The placing system Conco presented featured two four-section Putzmeister MXR 34/38Z Series II Detach placing booms, and two 20-foot (6.1m) TG-10 bolt towers mounted to clamp down mounting bases.
The clamp down mounting bases can be mounted to an existing foundation or structure to freestand without a concrete foundation – ideal for this project as the entire placing system was mounted to the E2 false work.
“The clamp down mounting bases’ cross frame design made for easy mounting of the entire placing system,” comments Gary Brandt of Conco.
The clamp down mounting base can be used with only the pedestal or tower heights up to 80 feet (24m).
With the placing system chosen, Conco, in early December 2008, was ready to place 1,968 cubic yards (1505m3) of concrete for the E2 cap beams.
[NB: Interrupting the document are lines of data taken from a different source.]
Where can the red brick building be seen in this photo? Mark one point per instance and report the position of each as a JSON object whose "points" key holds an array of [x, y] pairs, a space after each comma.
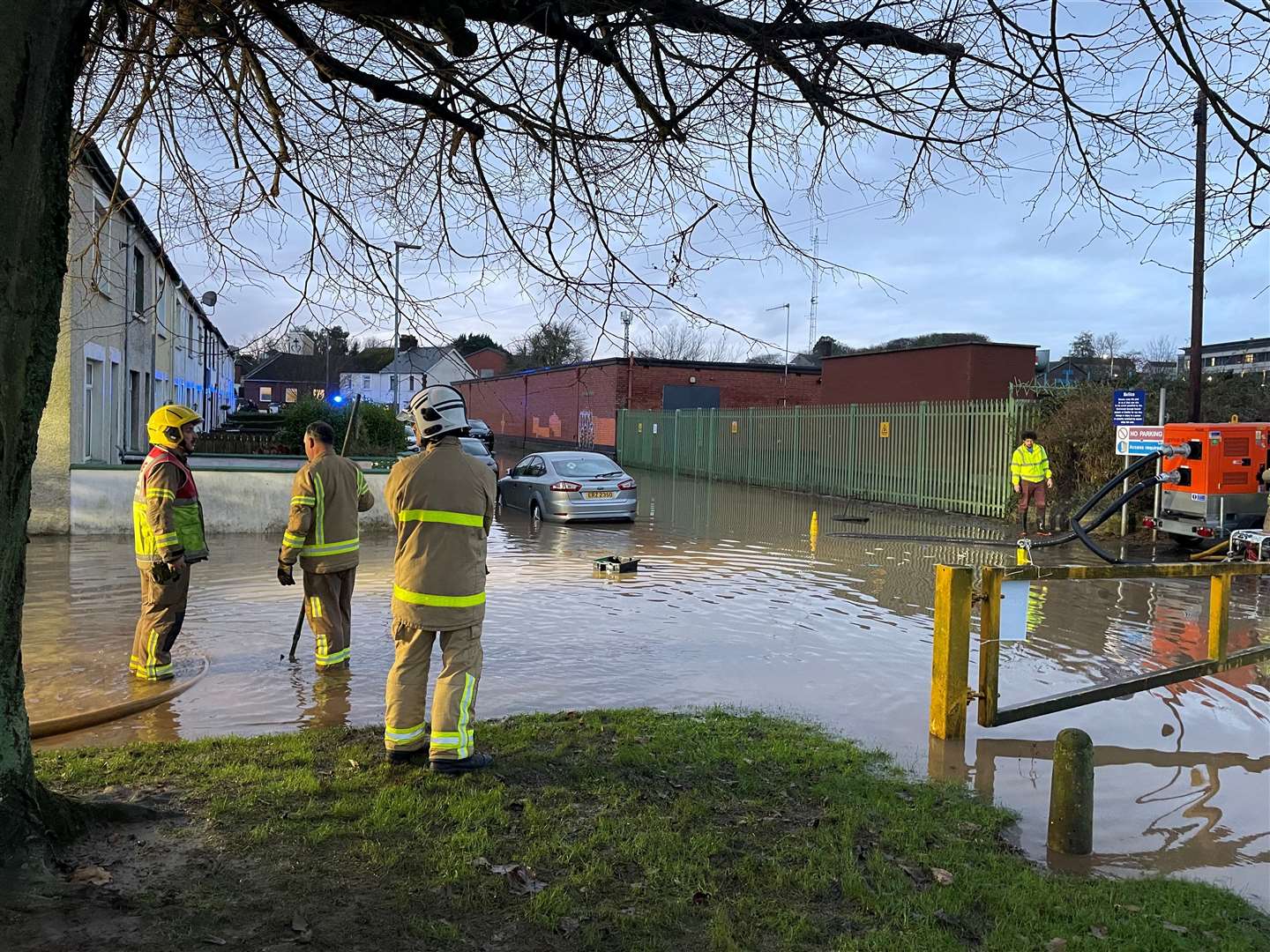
{"points": [[554, 404], [940, 372], [488, 362]]}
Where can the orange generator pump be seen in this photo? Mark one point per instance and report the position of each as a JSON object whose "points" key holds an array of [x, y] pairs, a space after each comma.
{"points": [[1218, 487]]}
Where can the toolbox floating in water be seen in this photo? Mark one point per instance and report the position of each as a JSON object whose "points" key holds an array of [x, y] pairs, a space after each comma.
{"points": [[616, 565]]}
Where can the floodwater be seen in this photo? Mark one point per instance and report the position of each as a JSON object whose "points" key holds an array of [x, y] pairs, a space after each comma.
{"points": [[732, 605]]}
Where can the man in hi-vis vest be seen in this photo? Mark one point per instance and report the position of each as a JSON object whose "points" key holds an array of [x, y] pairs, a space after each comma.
{"points": [[168, 536], [326, 495], [1030, 475], [442, 502]]}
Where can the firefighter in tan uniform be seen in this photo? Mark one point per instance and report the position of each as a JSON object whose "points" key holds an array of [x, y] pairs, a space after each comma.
{"points": [[442, 504], [168, 539], [326, 495]]}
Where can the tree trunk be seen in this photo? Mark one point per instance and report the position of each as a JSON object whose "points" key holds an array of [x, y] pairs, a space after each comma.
{"points": [[41, 48]]}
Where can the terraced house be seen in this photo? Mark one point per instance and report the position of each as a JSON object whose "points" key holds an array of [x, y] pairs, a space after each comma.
{"points": [[132, 337]]}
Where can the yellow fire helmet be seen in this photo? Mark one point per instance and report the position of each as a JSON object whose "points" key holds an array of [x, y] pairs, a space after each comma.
{"points": [[164, 424]]}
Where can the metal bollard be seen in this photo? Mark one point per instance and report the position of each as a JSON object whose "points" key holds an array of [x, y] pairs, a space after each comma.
{"points": [[1071, 793]]}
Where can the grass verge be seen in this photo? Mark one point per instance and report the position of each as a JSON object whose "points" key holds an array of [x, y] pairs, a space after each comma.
{"points": [[603, 830]]}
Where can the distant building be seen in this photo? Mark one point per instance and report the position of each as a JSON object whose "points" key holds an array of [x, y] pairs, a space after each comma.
{"points": [[415, 368], [488, 362], [1080, 369], [578, 404], [1251, 355], [132, 338], [966, 371], [285, 378]]}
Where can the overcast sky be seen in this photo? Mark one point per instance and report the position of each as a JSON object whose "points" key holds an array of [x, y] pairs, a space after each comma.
{"points": [[975, 262]]}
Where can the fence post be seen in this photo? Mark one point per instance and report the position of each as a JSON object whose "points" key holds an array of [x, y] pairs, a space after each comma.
{"points": [[990, 643], [1218, 616], [950, 663], [1071, 795]]}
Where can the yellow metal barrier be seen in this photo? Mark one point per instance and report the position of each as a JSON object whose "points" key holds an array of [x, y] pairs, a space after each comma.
{"points": [[954, 600]]}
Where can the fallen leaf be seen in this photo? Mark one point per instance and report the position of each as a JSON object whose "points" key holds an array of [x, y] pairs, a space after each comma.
{"points": [[521, 881], [92, 874]]}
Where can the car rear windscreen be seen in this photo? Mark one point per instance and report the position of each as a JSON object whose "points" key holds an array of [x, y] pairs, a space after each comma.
{"points": [[585, 466]]}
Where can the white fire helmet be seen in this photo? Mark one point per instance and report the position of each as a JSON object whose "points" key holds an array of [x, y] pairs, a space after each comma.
{"points": [[438, 410]]}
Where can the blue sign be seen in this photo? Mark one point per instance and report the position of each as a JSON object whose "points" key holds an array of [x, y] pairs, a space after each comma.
{"points": [[1129, 407]]}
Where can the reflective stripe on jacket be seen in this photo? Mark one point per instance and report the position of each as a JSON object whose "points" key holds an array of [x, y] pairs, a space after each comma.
{"points": [[1030, 465], [442, 502], [325, 498], [167, 516]]}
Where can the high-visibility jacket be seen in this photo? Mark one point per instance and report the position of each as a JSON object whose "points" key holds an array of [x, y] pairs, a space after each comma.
{"points": [[167, 516], [1029, 465], [442, 502], [326, 495]]}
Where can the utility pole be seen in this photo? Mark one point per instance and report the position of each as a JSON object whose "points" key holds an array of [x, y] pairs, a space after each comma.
{"points": [[1197, 371], [787, 383], [397, 320], [626, 333], [816, 292]]}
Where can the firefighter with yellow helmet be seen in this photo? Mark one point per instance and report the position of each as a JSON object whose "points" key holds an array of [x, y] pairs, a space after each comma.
{"points": [[168, 534]]}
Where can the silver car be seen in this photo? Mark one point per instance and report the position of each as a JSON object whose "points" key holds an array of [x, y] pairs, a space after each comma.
{"points": [[474, 447], [566, 487]]}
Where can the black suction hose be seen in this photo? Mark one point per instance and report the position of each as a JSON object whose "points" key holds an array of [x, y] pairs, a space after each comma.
{"points": [[1076, 532]]}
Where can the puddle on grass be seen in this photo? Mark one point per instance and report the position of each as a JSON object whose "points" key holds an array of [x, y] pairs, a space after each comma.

“The placing systems were transported via barge to the E2 false work,” says Brandt. “Then, both detach placing booms were flown a soaring 100 feet (30m) above the San Francisco Bay using a large barge-mounted crane. They were then positioned on their pedestals that were mounted to the placing towers. This versatile and convenient system is ideal for extreme projects such as this.”
“The biggest challenge of this project was getting the concrete up to the two placing booms for the E2 cap beam because the ready mix trucks were located 800 feet (244m) away on the previously constructed Skyway portion of the bridge,” notes Davidson.
“Conco and American Bridge/Fluor JV worked together to devise the best method for getting the concrete up to the placing booms,” adds Brandt. “We had two five-inch (127mm) delivery lines traveling approximately 400 feet (122m) horizontally across the Skyway portion of the bridge, then dropping 45 feet (14m) vertically, maneuvering 140 feet (43m) across a temporary pedestrian/pumping/cooling line bridge, and finally going out onto the E2 false work, where the two placing systems resided.”
As Davidson explains, another challenge came into play for the concrete placement of the E2 cap beam, “Self-consolidating concrete (SCC) was used for the E2 cap beam. Depending on the mix design and density of reinforcing steel, the concrete mix will only flow a certain distance at which point it starts to segregate. A consistent delivery rate is critical with SCC because of its thixotropic nature. After batching the concrete it needs to stay moving in order for it to maintain its flowability. Once it stops flowing or loses energy, it takes energy to get it flowing again.
“The concrete batch plant was located in San Francisco, so the ready mix trucks had to travel across the existing bridge, the main artery into the City, to get to the place of discharge. Because placing the SCC was time critical, the pour occurred on a Friday night and into Saturday, so we could avoid as much as possible, the heavy traffic and still maintain a consistent concrete delivery rate.”
Conco placed about 110 cubic yards (268m3) of concrete per pour per placing boom on the monolithic pour. The concrete placement started on December 5, 2008 at 10 p.m. and continued until approximately noon on Saturday, December 6, 2008.
“The placing booms were a critical element to placing the SCC mix at the end of the cap beam by using their horizontal reach of 108' 7" (33.10m) and their flexible Multi-Z boom design formations,” adds Davidson. “In addition, the placing booms did not overload the falsework on which they were mounted.”
Designed to withstand major earthquakes, the SCC mix, provided by Cemex, had a minimum compressive strength of 8,700 psi (60 MPa). It was chosen primarily for its high slump and high flowability as well as its strength.
According to both Brandt and Davidson, their well thought out placing and delivery line system methods prevented them from encountering any holdups during concrete placement times.